The infrastructure of the Grängesberg iron ore mine is excellent. Globally, very few comparable iron ore projects can show a similar transport solution potential.
Adjacent to the mine is a main line railway with direct connection the Port of Oxelösund at the Baltic Sea coast. This railway is used daily for heavy freight and passenger service. The extensive marshalling yard, where loaded trains will be assembled for dispatch to the port, is still intact and connected to the railway line, although currently little used.
The Port of Oxelösund is very well suited for iron ore products, can service Panamax size vessels, and is ice-free in wintertime.
On closure in 1990, all the mine’s facilities were transferred into ownership of the local municipality.
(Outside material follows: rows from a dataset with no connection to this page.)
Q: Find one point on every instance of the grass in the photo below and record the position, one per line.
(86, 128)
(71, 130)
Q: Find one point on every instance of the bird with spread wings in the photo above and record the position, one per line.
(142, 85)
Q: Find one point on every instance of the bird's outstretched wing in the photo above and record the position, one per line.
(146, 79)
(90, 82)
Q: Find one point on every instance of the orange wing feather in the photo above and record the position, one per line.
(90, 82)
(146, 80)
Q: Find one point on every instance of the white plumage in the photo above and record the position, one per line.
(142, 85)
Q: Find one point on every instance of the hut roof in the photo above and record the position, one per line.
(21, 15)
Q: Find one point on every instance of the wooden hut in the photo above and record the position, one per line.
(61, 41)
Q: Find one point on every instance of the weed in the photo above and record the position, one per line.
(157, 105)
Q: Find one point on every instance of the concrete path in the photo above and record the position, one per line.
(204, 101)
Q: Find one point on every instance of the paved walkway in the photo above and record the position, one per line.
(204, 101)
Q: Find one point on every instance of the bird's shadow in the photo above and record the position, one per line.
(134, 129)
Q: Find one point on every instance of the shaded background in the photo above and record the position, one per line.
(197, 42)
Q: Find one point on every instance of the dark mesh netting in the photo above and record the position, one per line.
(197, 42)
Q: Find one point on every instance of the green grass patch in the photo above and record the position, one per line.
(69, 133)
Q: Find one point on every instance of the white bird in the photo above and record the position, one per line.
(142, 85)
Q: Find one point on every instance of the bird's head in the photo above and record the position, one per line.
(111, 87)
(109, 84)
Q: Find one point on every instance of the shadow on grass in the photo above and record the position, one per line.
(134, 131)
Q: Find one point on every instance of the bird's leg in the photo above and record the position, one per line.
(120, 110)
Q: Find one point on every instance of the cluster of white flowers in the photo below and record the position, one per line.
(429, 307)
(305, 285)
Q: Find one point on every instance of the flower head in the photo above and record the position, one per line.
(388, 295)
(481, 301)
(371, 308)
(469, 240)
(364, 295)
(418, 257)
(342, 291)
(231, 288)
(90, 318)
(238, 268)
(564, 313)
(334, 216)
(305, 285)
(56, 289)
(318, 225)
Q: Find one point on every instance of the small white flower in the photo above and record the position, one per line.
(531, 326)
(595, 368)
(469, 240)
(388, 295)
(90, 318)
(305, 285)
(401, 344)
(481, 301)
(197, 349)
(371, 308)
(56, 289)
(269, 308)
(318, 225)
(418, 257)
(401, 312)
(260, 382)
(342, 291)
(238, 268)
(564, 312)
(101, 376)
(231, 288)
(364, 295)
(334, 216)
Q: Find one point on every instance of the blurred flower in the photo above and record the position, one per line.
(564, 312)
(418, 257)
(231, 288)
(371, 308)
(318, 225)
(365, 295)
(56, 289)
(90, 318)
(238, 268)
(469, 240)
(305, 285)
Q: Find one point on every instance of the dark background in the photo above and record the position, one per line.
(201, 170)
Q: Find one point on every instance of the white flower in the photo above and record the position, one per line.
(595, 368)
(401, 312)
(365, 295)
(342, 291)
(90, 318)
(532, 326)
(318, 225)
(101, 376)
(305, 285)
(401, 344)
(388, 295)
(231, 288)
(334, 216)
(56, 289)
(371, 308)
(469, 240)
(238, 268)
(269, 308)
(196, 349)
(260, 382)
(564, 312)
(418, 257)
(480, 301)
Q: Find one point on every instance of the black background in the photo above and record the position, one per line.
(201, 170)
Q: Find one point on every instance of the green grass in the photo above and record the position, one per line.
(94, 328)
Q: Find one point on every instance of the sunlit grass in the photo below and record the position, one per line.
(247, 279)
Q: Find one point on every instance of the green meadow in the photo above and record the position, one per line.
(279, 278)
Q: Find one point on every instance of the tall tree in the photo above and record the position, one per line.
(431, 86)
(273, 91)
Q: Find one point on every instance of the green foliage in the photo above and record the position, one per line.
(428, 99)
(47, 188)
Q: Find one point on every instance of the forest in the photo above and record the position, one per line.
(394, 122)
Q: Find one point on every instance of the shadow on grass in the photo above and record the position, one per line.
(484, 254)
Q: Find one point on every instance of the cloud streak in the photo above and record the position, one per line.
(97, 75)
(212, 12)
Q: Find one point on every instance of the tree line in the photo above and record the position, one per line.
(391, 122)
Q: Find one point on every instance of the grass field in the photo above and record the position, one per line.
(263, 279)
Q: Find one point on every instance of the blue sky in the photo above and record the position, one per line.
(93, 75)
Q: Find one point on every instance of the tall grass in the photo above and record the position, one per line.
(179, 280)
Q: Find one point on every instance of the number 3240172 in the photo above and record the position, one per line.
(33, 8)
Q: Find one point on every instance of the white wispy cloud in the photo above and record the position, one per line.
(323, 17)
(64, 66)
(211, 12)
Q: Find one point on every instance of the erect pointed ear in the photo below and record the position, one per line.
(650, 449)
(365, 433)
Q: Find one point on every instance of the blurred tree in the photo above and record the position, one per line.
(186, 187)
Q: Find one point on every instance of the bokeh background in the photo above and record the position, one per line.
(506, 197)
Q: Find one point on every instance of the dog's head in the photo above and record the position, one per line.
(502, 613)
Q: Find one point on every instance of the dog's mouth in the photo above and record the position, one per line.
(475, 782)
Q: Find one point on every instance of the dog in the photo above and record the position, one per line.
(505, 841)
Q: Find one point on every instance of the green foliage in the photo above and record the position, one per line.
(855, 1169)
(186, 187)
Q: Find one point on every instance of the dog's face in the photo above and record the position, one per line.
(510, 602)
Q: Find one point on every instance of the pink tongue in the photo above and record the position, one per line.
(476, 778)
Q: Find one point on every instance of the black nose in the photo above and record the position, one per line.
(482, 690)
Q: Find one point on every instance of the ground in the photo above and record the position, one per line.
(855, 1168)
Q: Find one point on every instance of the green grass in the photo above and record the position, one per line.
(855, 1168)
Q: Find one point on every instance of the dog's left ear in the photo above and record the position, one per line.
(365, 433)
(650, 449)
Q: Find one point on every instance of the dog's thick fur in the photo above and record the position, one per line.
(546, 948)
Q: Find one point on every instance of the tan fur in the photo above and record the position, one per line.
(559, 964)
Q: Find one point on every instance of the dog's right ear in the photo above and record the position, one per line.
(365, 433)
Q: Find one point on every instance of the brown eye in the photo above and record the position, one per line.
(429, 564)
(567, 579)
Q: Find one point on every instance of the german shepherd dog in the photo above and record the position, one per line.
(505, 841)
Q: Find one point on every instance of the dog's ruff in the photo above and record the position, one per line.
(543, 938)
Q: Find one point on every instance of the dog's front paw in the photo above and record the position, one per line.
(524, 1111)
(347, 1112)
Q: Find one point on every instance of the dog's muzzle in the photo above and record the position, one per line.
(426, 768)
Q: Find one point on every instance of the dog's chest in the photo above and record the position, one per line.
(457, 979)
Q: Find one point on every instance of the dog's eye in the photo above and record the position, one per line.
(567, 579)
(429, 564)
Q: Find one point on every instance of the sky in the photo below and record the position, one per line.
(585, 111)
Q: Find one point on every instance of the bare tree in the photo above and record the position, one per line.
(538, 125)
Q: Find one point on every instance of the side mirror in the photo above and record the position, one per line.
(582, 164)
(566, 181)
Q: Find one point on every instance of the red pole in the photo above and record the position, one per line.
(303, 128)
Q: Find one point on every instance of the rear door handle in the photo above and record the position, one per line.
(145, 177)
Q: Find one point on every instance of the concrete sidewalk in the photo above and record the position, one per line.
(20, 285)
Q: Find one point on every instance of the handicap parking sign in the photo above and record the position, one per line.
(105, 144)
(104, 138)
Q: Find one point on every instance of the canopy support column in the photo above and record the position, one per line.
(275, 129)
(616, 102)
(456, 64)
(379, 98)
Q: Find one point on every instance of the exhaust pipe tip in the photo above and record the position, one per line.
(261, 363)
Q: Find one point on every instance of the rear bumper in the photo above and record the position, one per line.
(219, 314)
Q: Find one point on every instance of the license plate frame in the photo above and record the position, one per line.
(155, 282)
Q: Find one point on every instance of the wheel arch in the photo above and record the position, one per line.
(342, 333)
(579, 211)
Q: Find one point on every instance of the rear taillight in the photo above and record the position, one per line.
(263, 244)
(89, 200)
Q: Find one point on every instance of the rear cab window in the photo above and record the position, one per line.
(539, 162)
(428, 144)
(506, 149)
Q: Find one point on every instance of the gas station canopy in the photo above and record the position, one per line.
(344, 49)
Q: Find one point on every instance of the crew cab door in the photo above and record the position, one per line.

Offices and workshops are in generally excellent state of repair and to a large extent available for use when the mine is re-opened.
Considerable underground infrastructure exists, although now waterfilled. Several shafts on the footwall side of the open pit are available, three of them with headframes still intact. An internal ramp system is continuous throughout the mine below the 410mL, connecting all extraction levels.
A decision was made in 1966 to sink new shafts, feeding a new treatment plant, at the southern extremity of the orebody. Four Alimak raises were developed from the 515mL to surface and one excavated to a final, elliptical size of some 8m x 4m. However in 1972, all shaft development within the project was stopped, due to a decision that the Central Shaft was not at risk.
All underground equipment was subsequently removed, and the shafts were capped. The sinter plant and associated power facility were however completed and are still in place, now being used for other industrial purposes.